The first play I ever did was a community theatre production of Hans Christian Andersen in my hometown. I was five years old, and my role was “Anna,” the smallest girl in the town and the inspiration for Hans’ story of Thumbelina. I got to ad-lib my own dance as Hans sang a song that included these lyrics:
Thumbelina, Thumbelina, tiny little thing
Thumbelina dance, Thumbelina sing,
Thumbelina, what’s the difference if you’re very small?
When your heart is full of love, you’re nine feet tall!

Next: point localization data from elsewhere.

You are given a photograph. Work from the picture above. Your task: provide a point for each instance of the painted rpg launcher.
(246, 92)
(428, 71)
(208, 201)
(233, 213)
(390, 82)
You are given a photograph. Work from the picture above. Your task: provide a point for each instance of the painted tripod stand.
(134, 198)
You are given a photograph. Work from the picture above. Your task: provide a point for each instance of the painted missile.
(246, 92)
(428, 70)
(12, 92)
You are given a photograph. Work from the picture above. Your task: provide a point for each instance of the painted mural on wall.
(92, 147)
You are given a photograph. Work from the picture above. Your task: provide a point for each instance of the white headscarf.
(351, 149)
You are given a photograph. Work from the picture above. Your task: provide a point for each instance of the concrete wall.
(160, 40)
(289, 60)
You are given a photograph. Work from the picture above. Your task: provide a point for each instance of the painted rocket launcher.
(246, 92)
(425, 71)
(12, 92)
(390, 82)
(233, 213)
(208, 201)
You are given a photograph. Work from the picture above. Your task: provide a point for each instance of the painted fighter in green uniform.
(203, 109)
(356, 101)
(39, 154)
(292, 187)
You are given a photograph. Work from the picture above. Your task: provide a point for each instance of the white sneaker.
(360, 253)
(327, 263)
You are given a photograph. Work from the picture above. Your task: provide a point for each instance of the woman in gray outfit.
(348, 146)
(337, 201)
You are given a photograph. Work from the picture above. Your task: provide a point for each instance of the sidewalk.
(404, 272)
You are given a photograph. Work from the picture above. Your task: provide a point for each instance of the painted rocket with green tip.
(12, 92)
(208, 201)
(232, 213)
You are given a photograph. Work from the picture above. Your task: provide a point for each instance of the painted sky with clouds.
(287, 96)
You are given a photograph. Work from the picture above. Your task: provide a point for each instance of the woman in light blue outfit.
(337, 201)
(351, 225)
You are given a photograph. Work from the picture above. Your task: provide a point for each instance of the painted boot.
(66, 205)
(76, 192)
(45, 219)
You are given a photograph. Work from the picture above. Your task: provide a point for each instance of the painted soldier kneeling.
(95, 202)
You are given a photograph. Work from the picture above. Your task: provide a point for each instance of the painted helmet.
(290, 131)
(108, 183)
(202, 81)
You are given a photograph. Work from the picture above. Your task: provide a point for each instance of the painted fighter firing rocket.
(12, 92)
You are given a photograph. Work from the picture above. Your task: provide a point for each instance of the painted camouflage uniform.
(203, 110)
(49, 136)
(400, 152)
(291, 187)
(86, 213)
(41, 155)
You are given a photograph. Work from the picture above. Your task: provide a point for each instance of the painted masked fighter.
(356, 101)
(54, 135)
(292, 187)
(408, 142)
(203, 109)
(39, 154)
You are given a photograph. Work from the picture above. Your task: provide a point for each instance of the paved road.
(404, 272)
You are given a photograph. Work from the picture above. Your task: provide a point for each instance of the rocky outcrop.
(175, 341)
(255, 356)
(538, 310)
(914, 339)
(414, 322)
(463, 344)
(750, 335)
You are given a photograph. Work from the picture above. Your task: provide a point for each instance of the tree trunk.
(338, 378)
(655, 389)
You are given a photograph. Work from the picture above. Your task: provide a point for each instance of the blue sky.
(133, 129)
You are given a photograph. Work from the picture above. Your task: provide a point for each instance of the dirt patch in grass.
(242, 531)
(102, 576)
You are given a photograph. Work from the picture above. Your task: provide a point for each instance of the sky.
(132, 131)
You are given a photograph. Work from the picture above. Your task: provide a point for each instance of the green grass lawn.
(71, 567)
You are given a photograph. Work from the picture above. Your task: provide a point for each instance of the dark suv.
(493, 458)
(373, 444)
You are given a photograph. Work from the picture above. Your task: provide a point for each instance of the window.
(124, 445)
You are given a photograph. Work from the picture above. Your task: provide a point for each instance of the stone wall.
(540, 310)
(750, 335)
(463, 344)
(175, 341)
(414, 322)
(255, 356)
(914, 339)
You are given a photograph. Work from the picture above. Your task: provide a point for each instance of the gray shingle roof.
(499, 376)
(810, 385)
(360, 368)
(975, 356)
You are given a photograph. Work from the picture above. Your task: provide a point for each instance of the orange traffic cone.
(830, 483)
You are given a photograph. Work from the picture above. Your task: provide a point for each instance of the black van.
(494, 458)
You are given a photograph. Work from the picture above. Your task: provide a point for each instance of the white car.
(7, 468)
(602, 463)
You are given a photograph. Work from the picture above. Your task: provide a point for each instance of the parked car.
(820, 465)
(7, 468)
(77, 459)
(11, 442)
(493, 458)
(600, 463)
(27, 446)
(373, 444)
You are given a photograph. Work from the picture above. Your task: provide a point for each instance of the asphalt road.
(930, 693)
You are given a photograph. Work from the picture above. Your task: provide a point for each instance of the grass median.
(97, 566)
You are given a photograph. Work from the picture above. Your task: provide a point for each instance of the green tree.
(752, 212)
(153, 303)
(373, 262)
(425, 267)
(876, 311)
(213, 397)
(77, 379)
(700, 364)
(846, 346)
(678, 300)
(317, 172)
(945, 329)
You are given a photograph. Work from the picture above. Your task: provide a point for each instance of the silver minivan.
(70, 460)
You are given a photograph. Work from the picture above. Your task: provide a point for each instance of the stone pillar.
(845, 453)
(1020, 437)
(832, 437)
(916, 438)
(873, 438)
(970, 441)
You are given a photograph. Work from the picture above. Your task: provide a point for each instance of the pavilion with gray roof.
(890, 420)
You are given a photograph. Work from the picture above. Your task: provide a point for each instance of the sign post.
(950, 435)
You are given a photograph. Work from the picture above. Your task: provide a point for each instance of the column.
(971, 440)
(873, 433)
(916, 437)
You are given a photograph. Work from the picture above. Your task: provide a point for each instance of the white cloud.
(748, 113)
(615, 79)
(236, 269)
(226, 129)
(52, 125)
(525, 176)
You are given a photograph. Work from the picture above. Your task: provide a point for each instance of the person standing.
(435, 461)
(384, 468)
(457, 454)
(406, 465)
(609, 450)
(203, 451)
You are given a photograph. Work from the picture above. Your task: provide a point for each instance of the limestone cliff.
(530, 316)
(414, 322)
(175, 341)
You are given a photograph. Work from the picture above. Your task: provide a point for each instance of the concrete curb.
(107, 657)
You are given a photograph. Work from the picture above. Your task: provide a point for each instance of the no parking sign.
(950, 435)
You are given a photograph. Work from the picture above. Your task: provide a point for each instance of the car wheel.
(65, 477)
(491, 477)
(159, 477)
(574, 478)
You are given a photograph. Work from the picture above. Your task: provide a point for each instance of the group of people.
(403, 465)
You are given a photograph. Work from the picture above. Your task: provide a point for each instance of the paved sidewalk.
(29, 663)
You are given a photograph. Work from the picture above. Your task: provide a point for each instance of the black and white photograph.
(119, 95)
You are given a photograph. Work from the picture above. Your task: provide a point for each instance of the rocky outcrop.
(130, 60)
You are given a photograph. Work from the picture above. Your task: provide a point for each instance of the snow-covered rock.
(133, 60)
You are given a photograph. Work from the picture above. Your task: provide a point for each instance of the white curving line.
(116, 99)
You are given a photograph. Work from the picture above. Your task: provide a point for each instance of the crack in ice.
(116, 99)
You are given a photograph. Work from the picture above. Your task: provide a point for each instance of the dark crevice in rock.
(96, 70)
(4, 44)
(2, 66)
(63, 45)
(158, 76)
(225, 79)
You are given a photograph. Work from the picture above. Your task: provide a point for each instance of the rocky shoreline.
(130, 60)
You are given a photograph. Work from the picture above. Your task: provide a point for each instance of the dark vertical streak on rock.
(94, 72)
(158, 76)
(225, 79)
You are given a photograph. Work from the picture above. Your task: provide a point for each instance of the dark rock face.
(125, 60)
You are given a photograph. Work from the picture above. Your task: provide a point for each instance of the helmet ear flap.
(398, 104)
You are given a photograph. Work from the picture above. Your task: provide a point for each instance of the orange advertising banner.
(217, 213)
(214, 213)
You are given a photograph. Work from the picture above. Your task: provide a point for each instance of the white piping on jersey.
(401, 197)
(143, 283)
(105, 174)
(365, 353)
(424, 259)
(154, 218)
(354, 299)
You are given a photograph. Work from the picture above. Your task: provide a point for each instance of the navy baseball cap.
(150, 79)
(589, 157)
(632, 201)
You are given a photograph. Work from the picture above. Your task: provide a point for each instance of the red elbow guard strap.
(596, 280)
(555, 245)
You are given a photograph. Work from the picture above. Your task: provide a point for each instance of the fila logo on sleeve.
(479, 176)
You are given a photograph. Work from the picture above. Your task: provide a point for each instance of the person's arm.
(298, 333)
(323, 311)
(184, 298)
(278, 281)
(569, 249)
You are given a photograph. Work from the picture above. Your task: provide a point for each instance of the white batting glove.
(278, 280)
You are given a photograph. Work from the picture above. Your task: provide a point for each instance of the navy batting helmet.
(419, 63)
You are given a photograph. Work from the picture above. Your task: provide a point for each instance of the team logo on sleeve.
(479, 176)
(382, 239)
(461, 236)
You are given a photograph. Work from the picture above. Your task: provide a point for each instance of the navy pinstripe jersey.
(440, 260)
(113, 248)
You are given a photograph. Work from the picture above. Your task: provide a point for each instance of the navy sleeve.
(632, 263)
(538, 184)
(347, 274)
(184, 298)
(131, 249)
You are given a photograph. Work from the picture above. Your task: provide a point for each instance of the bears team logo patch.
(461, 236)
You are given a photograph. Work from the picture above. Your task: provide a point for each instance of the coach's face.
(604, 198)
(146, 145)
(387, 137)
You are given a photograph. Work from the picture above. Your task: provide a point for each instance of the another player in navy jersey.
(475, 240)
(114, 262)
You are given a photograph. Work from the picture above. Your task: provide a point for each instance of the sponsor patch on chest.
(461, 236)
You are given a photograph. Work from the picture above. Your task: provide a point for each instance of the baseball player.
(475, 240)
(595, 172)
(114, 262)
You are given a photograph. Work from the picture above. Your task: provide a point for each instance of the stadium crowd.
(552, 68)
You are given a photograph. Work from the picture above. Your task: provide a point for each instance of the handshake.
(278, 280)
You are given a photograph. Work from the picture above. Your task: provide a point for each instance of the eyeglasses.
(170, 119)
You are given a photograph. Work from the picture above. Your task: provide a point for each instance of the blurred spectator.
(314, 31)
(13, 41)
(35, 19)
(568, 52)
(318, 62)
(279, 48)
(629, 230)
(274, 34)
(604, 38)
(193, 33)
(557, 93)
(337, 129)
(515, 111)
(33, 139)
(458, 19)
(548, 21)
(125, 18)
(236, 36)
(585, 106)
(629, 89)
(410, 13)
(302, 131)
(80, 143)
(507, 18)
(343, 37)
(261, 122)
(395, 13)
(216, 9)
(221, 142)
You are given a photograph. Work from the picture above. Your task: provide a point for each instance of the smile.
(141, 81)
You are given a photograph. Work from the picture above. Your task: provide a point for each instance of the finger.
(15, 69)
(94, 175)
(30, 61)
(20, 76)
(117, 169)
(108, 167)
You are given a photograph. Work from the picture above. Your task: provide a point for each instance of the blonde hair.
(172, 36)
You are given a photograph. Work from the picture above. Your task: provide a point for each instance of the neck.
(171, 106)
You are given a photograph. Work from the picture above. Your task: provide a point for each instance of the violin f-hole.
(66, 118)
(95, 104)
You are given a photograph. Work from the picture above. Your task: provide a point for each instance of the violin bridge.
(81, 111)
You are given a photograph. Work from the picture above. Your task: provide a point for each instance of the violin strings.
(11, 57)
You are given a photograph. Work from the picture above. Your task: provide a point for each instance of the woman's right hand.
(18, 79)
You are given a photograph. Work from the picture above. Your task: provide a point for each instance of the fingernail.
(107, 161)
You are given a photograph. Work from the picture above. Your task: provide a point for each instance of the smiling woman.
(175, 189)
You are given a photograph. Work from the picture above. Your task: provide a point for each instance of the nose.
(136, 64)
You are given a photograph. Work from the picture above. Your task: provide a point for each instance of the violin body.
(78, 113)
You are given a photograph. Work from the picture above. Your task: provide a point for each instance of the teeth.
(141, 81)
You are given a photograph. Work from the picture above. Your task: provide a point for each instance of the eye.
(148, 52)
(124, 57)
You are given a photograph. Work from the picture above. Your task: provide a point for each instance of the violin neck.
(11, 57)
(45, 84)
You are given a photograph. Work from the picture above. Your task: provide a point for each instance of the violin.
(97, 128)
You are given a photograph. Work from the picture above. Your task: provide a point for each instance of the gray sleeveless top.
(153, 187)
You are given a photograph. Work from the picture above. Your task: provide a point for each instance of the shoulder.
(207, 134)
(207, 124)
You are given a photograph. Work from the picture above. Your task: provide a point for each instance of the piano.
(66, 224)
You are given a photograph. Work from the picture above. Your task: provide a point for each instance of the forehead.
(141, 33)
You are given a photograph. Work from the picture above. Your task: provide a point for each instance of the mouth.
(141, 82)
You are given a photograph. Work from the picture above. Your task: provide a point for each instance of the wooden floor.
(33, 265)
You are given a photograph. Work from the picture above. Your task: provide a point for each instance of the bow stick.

Though I didn’t know it at the time, that song would end up shaping me and my personality as I grew up. I remained the smallest kid in all of my classes, but I didn’t resent it. If anything, I grew up relishing the fact that I was smaller than everyone else. It made me different, it made me special, and really, I didn’t see what the “big” deal was about being tall. I could curl up in small spaces, when I danced or played people could throw me in the air, and the best part was, in pictures or choirs or plays I always got to be in the front row.
Sure, there are downsides too; I got teased sometimes, and there would be times when I’d need someone bigger to help me with things I couldn’t manage on my own, but that taught me that it was OK to ask for help when I needed it. And that’s a valuable skill to have in the grown-up world, where as much as self-reliance and independence are needed, the ability and will to help others, and ask for help too, is just as important.
But the long and short (ha) of it is, I love being small, and naming my website after Thumbelina seemed a fun way to embrace it. Besides, “you gotta have a gimmick,” don’t you?